# Rose/white Schwinns....lets See Em!



## CrazyDave (Mar 21, 2016)

Lets see those pink and white schwinns!  Did schwinn make any other pink and white bikes other than hollywood, fiesta, starlet, deb, debutante, american, miss teen??  (newer stuff excluded).


----------



## rollfaster (Mar 21, 2016)

Sure thing. 61 debutante and 66 miss teen.


----------



## CrazyDave (Mar 21, 2016)

Very cool! Never seen a "Miss teen" Before! Nice debutante too man, diggin those original lights....im currently lookin for a set, jeez things are like golden hens teeth!


----------



## rollfaster (Mar 21, 2016)

The miss teen model was a one year 1966. Schwinn had a couple girls bikes like this that were only made one year, the 1959 Catalina is another example.


----------



## CrazyDave (Mar 21, 2016)

Dang just checked all my hollywood frames, no 66, was gonna make a miss teen outta one. 

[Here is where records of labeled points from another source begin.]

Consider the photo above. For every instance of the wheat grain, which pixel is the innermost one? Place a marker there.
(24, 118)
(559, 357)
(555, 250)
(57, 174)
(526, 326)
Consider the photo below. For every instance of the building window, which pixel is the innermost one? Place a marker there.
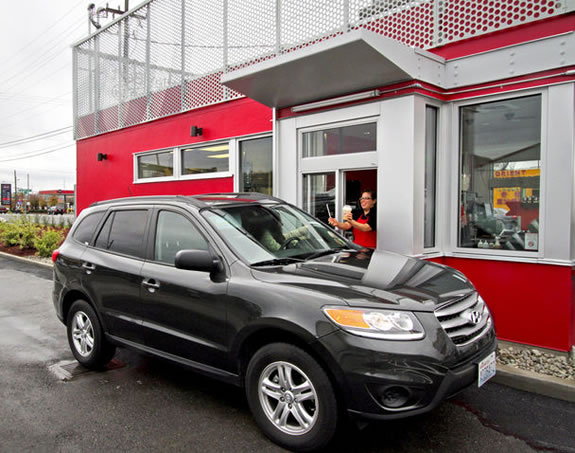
(256, 165)
(499, 179)
(206, 159)
(156, 165)
(358, 138)
(430, 171)
(319, 195)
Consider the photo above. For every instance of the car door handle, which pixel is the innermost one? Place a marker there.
(151, 284)
(89, 268)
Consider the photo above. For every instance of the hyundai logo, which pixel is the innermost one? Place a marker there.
(473, 317)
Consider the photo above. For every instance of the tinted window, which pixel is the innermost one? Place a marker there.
(174, 233)
(85, 230)
(123, 232)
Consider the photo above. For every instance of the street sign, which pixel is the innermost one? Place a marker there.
(6, 195)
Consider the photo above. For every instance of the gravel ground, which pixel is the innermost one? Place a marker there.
(537, 361)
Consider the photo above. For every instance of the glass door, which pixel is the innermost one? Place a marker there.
(319, 194)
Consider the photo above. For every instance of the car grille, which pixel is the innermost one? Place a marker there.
(464, 320)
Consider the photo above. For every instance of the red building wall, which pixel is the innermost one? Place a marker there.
(113, 178)
(530, 303)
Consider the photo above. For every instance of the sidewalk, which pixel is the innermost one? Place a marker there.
(529, 381)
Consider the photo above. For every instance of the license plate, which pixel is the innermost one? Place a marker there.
(486, 369)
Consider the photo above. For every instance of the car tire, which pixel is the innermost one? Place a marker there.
(291, 397)
(86, 337)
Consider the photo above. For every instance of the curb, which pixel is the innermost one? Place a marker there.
(541, 384)
(26, 260)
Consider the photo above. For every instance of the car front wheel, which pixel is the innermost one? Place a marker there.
(291, 397)
(86, 337)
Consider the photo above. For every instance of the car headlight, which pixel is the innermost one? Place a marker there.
(384, 324)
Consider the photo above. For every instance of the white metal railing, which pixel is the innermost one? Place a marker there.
(167, 56)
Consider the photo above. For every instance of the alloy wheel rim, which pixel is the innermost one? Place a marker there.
(288, 398)
(82, 334)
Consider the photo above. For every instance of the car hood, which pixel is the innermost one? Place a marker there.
(374, 279)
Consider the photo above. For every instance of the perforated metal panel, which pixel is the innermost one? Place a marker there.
(168, 56)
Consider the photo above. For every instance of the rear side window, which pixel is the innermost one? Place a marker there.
(85, 230)
(174, 233)
(123, 232)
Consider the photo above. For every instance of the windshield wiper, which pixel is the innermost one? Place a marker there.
(277, 262)
(322, 253)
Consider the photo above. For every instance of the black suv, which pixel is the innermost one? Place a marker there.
(253, 291)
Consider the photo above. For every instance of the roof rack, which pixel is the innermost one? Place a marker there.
(152, 198)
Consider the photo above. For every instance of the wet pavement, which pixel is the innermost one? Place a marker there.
(49, 404)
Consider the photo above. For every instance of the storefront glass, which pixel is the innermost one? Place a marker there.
(157, 165)
(206, 159)
(319, 195)
(357, 138)
(430, 166)
(500, 171)
(256, 165)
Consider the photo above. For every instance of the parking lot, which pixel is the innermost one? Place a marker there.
(49, 404)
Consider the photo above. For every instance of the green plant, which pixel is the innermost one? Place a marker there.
(10, 234)
(47, 243)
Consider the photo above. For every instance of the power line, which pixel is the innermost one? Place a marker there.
(38, 37)
(38, 153)
(32, 138)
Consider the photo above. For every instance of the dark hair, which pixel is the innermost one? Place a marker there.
(372, 193)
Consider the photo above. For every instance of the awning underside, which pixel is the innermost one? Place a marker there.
(345, 64)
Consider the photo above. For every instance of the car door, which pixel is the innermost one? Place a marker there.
(112, 271)
(184, 311)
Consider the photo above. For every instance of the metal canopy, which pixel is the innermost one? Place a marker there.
(353, 62)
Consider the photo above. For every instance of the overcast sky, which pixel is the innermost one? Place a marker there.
(36, 90)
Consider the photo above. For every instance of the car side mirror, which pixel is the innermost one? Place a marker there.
(197, 260)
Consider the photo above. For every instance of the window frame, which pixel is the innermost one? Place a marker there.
(111, 212)
(153, 228)
(439, 112)
(456, 162)
(178, 164)
(238, 170)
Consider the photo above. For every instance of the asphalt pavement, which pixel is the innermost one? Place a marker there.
(143, 404)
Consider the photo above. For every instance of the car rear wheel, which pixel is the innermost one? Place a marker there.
(291, 397)
(86, 337)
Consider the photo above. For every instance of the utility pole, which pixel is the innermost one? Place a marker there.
(15, 191)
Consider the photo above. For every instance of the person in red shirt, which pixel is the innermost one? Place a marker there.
(363, 221)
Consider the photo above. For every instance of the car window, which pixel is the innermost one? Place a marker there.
(174, 232)
(123, 232)
(85, 229)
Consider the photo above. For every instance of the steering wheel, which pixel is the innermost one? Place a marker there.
(286, 244)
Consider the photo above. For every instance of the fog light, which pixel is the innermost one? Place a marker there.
(395, 396)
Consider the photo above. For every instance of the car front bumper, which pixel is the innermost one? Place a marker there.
(387, 380)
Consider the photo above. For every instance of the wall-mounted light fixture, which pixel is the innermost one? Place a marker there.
(335, 101)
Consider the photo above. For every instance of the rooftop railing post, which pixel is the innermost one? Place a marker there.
(96, 83)
(147, 76)
(75, 88)
(436, 20)
(183, 56)
(278, 27)
(225, 45)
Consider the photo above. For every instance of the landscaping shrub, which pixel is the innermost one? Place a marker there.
(48, 242)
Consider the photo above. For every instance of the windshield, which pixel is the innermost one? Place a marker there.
(273, 234)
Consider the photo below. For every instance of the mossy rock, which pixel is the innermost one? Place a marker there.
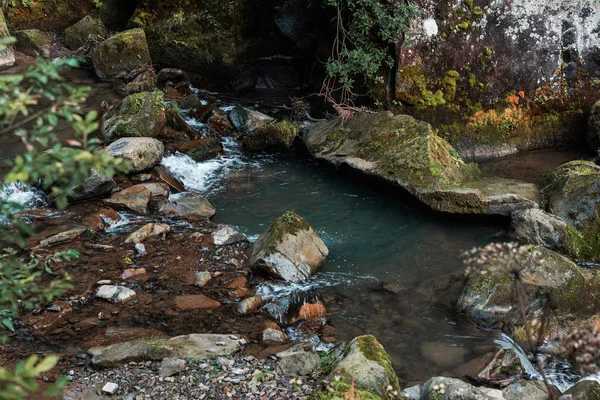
(408, 153)
(289, 249)
(488, 298)
(573, 192)
(77, 35)
(278, 136)
(366, 362)
(202, 149)
(34, 42)
(121, 53)
(137, 115)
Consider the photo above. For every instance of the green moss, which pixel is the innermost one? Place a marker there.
(287, 224)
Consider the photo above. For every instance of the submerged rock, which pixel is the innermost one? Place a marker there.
(247, 120)
(121, 54)
(77, 34)
(488, 297)
(278, 136)
(140, 114)
(289, 249)
(366, 362)
(34, 42)
(7, 56)
(141, 153)
(408, 153)
(188, 205)
(193, 346)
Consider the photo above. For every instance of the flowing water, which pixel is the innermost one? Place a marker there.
(373, 237)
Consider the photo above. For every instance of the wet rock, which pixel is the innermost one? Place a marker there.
(136, 198)
(538, 227)
(141, 153)
(594, 126)
(195, 302)
(585, 390)
(225, 234)
(121, 54)
(367, 363)
(143, 82)
(134, 274)
(249, 305)
(171, 366)
(116, 294)
(148, 231)
(171, 75)
(63, 237)
(7, 56)
(300, 360)
(100, 220)
(440, 388)
(110, 388)
(34, 42)
(202, 149)
(193, 346)
(137, 115)
(526, 390)
(289, 249)
(94, 186)
(247, 120)
(188, 205)
(572, 191)
(201, 278)
(278, 136)
(407, 152)
(487, 299)
(76, 35)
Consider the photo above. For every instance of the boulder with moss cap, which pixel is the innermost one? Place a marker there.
(488, 297)
(121, 54)
(366, 362)
(408, 153)
(289, 249)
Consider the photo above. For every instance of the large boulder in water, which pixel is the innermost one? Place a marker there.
(141, 153)
(366, 363)
(140, 114)
(7, 56)
(408, 153)
(121, 54)
(289, 249)
(77, 35)
(488, 297)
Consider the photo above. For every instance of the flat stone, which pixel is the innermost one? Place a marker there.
(195, 302)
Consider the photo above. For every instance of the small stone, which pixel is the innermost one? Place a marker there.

Well, I got my pinkies in parts or awaiting restoration...but here they are. lol


----------



## Pantmaker (Mar 21, 2016)

Here's my daughter's Starlet. Really clean bike.


----------



## BooGTS (Jun 20, 2016)

62 Debutante:


----------



## XBPete (Jun 20, 2016)

The team wants their bikes back bro!


----------



## CrazyDave (Jun 20, 2016)

XBPete said:


> The team wants their bikes back bro!
> 
> View attachment 331097



They are gonna have to "earn" em


----------



## Adamtinkerer (Jun 24, 2016)

I have an American in those colors, think it's a 64.


----------



## Euphman06 (Jun 26, 2016)

Just picked this up for my daughter.


----------



## sld6914 (Jun 27, 2016)

This little starlet is ready for a cleanup, my daughter is excited to ride it.


----------